# Collaboration and Competition

---
###          Deep Reinforcement Learning Nano-degree - Udacity
###                  Created/Modified on: December 5th, 2018
###                      Author: Munir Jojo-Verge
---

In this notebook, you will learn how to use the Unity ML-Agents environment for the third project of the [Deep Reinforcement Learning Nanodegree](https://www.udacity.com/course/deep-reinforcement-learning-nanodegree--nd893) program.

### 1. Start the Environment

We begin by importing the necessary packages.  If the code cell below returns an error, please revisit the project instructions to double-check that you have installed [Unity ML-Agents](https://github.com/Unity-Technologies/ml-agents/blob/master/docs/Installation.md) and [NumPy](http://www.numpy.org/).

In [1]:
from unityagents import UnityEnvironment

import numpy as np
import random
import torch
import numpy as np
import os.path
from collections import deque
import matplotlib.pyplot as plt
import time
import argparse
from datetime import datetime

%matplotlib inline

#### 1.1 Import the python files developed for this project
You'll find all the code in the following files.
* ddpg_agent.py: In this file we have 2 classes defined:
    * Agent class: That implements the DDPG algorithm
    * ReplayBuffer: This is a very simple Replay Mememory class to basicaly store and sample the "Transisions" (state,action, next_state, reward, done)
* memory.py: In this file I developed a more sophisticated Priority Replay Memory Class based on the "Rainbow" development.
* model.py: Defines the Actor/Critic Neural Networks (with 4 hidden layers and 96x96 filters)
* model2.py: Defines the Actor/Critic Neural Networks (with 3 hidden layers and 96x96 filters) - This one ended up being sufficient and even performed better.(Read Report.pdf for more details)

In [2]:
from ddpg_agent import Agent, ReplayBuffer
from memory import ReplayMemory

### 2. Define the arguments that we will use to configure/define the Cov Nets and the algoritm's behavior
This is a comprehensive list of arguments that will serve as a fundation for both, the single agent and the multiple agent.
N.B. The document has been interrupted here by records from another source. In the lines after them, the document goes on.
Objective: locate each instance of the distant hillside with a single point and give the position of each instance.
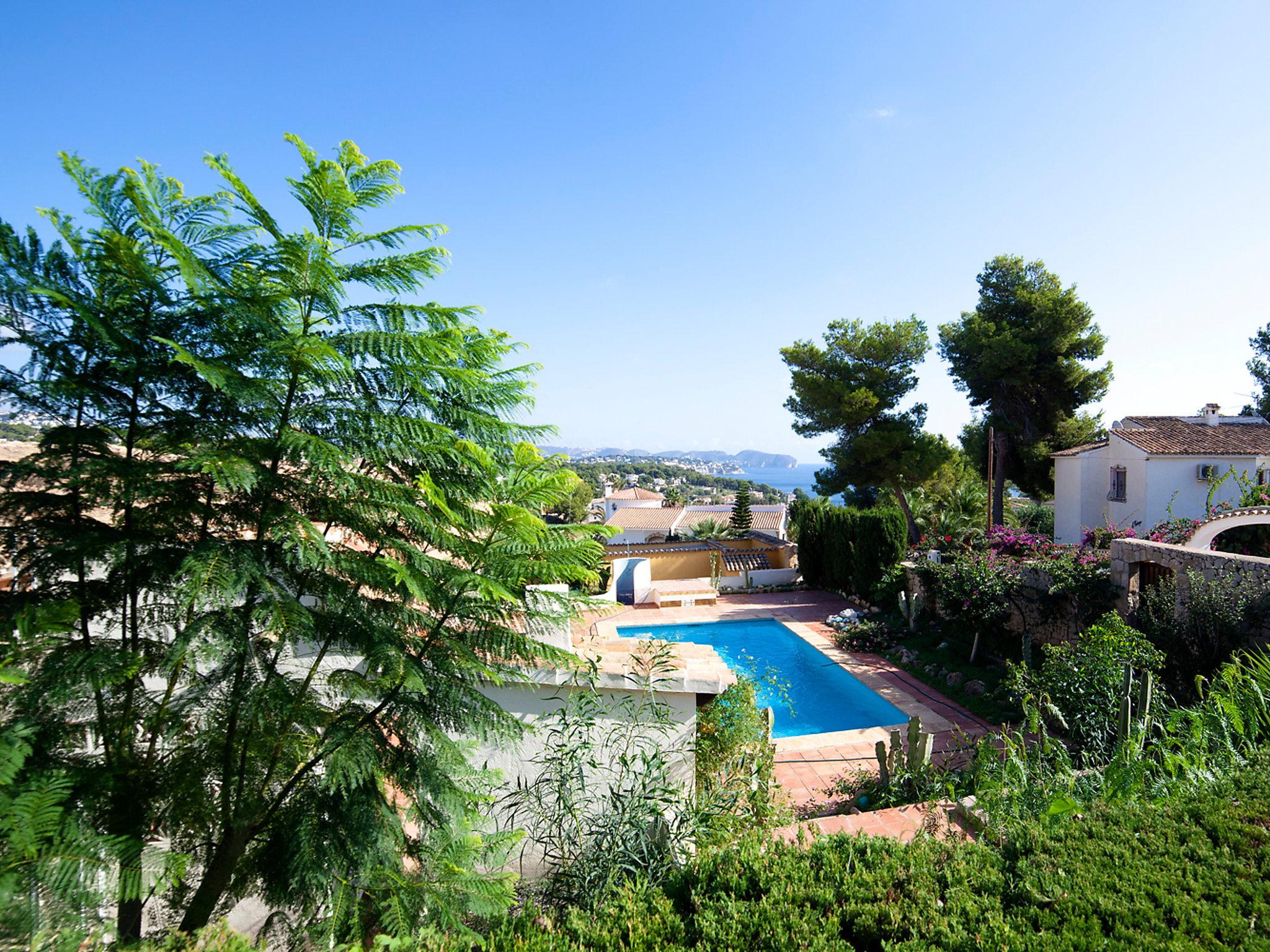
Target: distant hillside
(752, 459)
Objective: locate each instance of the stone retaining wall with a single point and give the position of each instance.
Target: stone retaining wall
(1052, 620)
(1133, 560)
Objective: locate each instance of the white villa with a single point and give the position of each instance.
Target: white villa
(1150, 466)
(643, 517)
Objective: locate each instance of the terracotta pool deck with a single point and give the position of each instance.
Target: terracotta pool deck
(808, 765)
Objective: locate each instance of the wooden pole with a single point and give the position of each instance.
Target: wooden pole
(992, 471)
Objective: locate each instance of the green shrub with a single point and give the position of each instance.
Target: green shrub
(1037, 517)
(881, 542)
(1217, 617)
(1083, 681)
(1186, 875)
(734, 764)
(849, 550)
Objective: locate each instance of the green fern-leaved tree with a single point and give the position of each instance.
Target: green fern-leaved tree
(298, 511)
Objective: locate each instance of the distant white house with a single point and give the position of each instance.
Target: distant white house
(1150, 466)
(634, 498)
(655, 522)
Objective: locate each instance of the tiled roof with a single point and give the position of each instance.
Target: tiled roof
(1082, 448)
(639, 517)
(636, 493)
(1168, 436)
(758, 519)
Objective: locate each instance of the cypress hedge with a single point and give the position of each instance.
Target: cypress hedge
(849, 550)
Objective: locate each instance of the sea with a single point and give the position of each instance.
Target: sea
(802, 477)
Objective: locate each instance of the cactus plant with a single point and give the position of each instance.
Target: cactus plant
(1145, 690)
(883, 767)
(918, 746)
(1126, 706)
(910, 604)
(904, 758)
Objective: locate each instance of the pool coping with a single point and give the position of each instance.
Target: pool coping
(863, 672)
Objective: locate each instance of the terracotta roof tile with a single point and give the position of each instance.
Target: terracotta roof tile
(758, 519)
(636, 493)
(1082, 448)
(1168, 436)
(641, 517)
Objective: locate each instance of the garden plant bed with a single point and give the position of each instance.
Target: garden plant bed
(951, 660)
(1193, 874)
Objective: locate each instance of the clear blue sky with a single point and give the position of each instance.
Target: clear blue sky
(657, 197)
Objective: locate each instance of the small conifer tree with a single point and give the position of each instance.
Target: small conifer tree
(741, 516)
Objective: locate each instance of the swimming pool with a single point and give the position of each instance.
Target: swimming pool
(824, 695)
Also we will use some of this arguments to define how the DDPG algorithm will behave.

In [3]:
class args:
    seed = 777                      # Random seed
    disable_cuda = False            # Disable CUDA
    device = torch.device("cuda:0" if torch.cuda.is_available() else "cpu")
    #game = '/media/munirjojo-verge/My Passport/01 - Deep Learning Nanodegree/deep-reinforcement-learning/p2_continuous-control/Reacher_Linux_NoVis/Reacher.x86_64' # Udacity environment        
    game = '/media/munirjojo-verge/My Passport/01 - Deep Learning Nanodegree/deep-reinforcement-learning/p3_collab-compet/Tennis_Linux/Tennis.x86_64'
    T_max = int(1e3)                # Number of training steps
    max_num_episodes = int(1000)     # Max number of episodes      
    
    hidden_1_size = 96              # Network hidden layer 1 size
    hidden_2_size = 96              # Network hidden layer 2 size
    hidden_3_size = 96              # Network hidden layer 3 size
    
    noise_std = 0.05               # Initial standard deviation of noise added to weights
    
    memory_capacity = int(1e6)      # Experience replay memory capacity
    batch_size = 256*1             # Batch size: Number of memories will be sampled to learn 
    learning_starts_ratio = 1/50   # Number of steps before starting training = memory capacity * this ratio
    learning_frequency = 2    # Steps before we sample from the replay Memory again    
    
    priority_exponent = 0.5         # Prioritised experience replay exponent (originally denoted α)
    priority_weight = 0.4           # Initial prioritised experience replay importance sampling weight
    
    discount = 0.99                 # Discount factor
    
    target_update = int(30)          # Number of steps after which to update target network (Soft update for Actor & Critic)
    tau = 1e-3                      # Soft Update interpolation parameter
    
    reward_clip = 1                 # Reward clipping (0 to disable)
    
    lr_Actor = 1e-3                 # Learning rate - Actor
    lr_Critic = 1e-3                # Learning rate - Critic
    adam_eps = 1e-08                # Adam epsilon (Used for both Networks)
    weight_decay = 0                # Critic Optimizer Weight Decay
        

### 3. Setup the platform where we'll run

Using some of the arguments above we can setup some of our platform parameters

In [4]:
random.seed(args.seed)
torch.manual_seed(random.randint(1, 10000))
if torch.cuda.is_available() and not args.disable_cuda:
  args.device = torch.device('cuda')
  torch.cuda.manual_seed(random.randint(1, 10000))
  torch.backends.cudnn.enabled = False  # Disable nondeterministic ops (not sure if critical but better safe than sorry)
else:
  args.device = torch.device('cpu')

### 4. Create the Environment - Unity

In [5]:
env = UnityEnvironment(file_name = args.game)

INFO:unityagents:
'Academy' started successfully!
Unity Academy name: Academy
        Number of Brains: 1
        Number of External Brains : 1
        Lesson number : 0
        Reset Parameters :
		
Unity brain name: TennisBrain
        Number of Visual Observations (per agent): 0
        Vector Observation space type: continuous
        Vector Observation space size (per agent): 8
        Number of stacked Vector Observation: 3
        Vector Action space type: continuous
        Vector Action space size (per agent): 2
        Vector Action descriptions: , 


Environments contain **_brains_** which are responsible for deciding the actions of their associated agents. Here we check for the first brain available, and set it as the default brain we will be controlling from Python.

In [6]:
# get the default brain
brain_name = env.brain_names[0]
brain = env.brains[brain_name]

### 5. Examine the State and Action Spaces

In this environment, a double-jointed arm can move to target locations. A reward of `+0.1` is provided for each step that the agent's hand is in the goal location. Thus, the goal of your agent is to maintain its position at the target location for as many time steps as possible.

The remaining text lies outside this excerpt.